Sixty Feet, Six Inches: A Hall of Fame Pitcher & a Hall of Fame Hitter Talk About How the Game Is Played by Reggie Jackson; Lonnie Wheeler; Bob Gibson

Sixty Feet, Six Inches: A Hall of Fame Pitcher & a Hall of Fame Hitter Talk About How the Game Is Played by Reggie Jackson; Lonnie Wheeler; Bob Gibson

Author:Reggie Jackson; Lonnie Wheeler; Bob Gibson
Language: eng
Format: mobi
Tags: Sports
ISBN: 0767931106
Publisher: Anchor
Published: 2010-01-02T00:00:00+00:00


Bob Gibson

My Bob Welch was Mickey Lolich. That might sound a little strange, because it wasn’t like we went after each other, one-on-one, tooth and nail, from sixty feet, six inches. But we had a fantastic battle, and he beat me.

In 1968, after two World Series MVPs and seven straight World Series victories and a single-game World Series strikeout record (in the opener against the Tigers) and two World Series series strikeout records (I broke my own record from 1964 in the seventh game), and after we blew a three-to-one lead in games—in part, possibly, because my teammates felt deep down that we’d win Game Seven anyway since I’d be pitching it—I was beaten by a left-hander with a big gut and lots of guts.

I’m glad, at least, that it wasn’t Denny McLain. He won thirty-one games that year, while I was only winning twenty-two with my 1.12 ERA, and he was on all the TV shows and magazine covers—which was all fine with me until he said before the World Series that he didn’t want to just beat the Cardinals, he wanted to humiliate us. That helps explain my seventeen strikeouts against him while throwing a shutout in Game One.

The other thing that explains those strikeouts is that, even though it was my third World Series, the Tigers’ scouting report still said—apparently—that my game was my fastball. So I kept striking them out with sliders, as I usually did. I guess they thought they were fastballs. In the ninth, I got Al Kaline, Norm Cash, and Willie Horton, and the third strike to Horton was an inside slider that he claimed he never saw.

McLain was also my opponent in Game Four, which we won easily.
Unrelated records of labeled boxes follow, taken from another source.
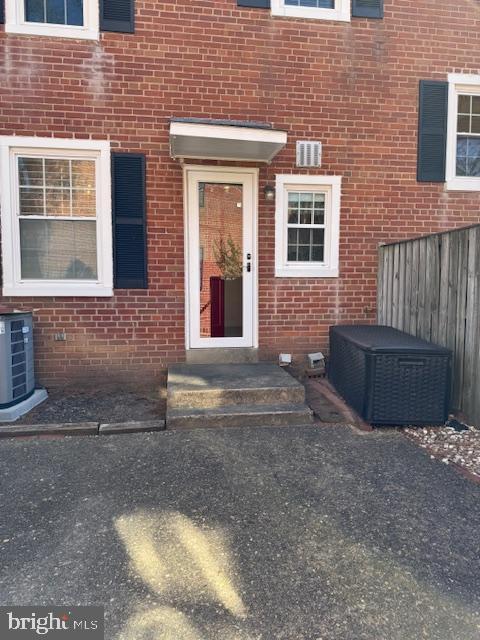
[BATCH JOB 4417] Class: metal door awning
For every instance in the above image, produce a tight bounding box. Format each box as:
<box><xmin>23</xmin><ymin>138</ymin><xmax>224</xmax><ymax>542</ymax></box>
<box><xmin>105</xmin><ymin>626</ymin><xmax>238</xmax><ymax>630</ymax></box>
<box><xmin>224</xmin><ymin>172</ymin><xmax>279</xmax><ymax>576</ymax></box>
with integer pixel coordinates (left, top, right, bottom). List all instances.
<box><xmin>170</xmin><ymin>118</ymin><xmax>287</xmax><ymax>163</ymax></box>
But we all remembered that, during the season, when McLain was ripping off one victory after another, Roger Maris had told us that the guy we had to worry about in the World Series was not McLain but Lolich. Sure enough, Lolich had beaten us in Games Two and Five, and although it should have been McLain’s turn in Game Seven, the Detroit manager, Mayo Smith, went with the right guy.
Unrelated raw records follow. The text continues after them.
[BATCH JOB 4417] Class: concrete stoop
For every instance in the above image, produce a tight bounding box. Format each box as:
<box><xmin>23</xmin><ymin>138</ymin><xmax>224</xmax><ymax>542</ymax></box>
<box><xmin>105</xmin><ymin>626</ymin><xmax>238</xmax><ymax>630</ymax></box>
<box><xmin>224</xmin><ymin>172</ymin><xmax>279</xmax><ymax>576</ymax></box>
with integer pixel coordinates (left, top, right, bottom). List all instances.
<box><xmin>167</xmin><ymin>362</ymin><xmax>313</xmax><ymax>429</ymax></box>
I retired twenty of the first twenty-one batters in the seventh game, but we couldn’t break through against Lolich, even though he must have been physically exhausted. It was 0–0 until the seventh, when, with two outs, Cash and Horton singled and Jim Northrup hit a two-run triple to deep center field. That was enough for Lolich, who proved that pitching under pressure is as much about brains and attitude as anything else. Of course, he had pretty good hard stuff, too. The winner of that game would surely be the Series MVP, and he was the best man.

And don’t think that’s easy for me to say, even forty years later.